On the various types of violations report of the commission was talking about, Iheme said, “The report collated within the period of monitoring the lockdown enforcement covers a range of human rights thematic areas.
“This includes extrajudicial killings, inhuman and degrading treatment, right to dignity of the human person and freedom from torture, inhuman and degrading treatment, unlawful seizure and confiscation of property, unlawful detention, extortion, access to justice concerns among others. There were issues of domestic violence too.
“Let it be noted that the report shows documented cases of violations by the commission, it doesn’t in any way claim to be all the violations that might have occurred during that period.

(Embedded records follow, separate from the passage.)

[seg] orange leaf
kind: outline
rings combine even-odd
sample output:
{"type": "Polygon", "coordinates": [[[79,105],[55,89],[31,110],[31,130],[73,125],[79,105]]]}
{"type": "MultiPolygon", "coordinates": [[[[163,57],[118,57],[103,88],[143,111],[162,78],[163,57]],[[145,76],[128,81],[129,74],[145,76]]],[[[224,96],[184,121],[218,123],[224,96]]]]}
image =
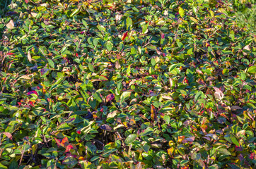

“Indeed, there must have been other violations that occurred but these are the violations that were monitored and documented by the National Human Rights Commission.
“Recall particularly that when the initial report was released and 18 deaths were recorded to have occurred during that first phase, Femi Falana, a Senior Advocate of Nigeria had drawn attention that there were three other deaths that had occurred too. Some other civil society organizations would have also recorded some violations in the course of the enforcement of the lockdown. ”
The second phase report showed 11 extrajudicial killings were documented by Monitors during the second period out of which the Nigerian Police were allegedly responsible for 7 deaths.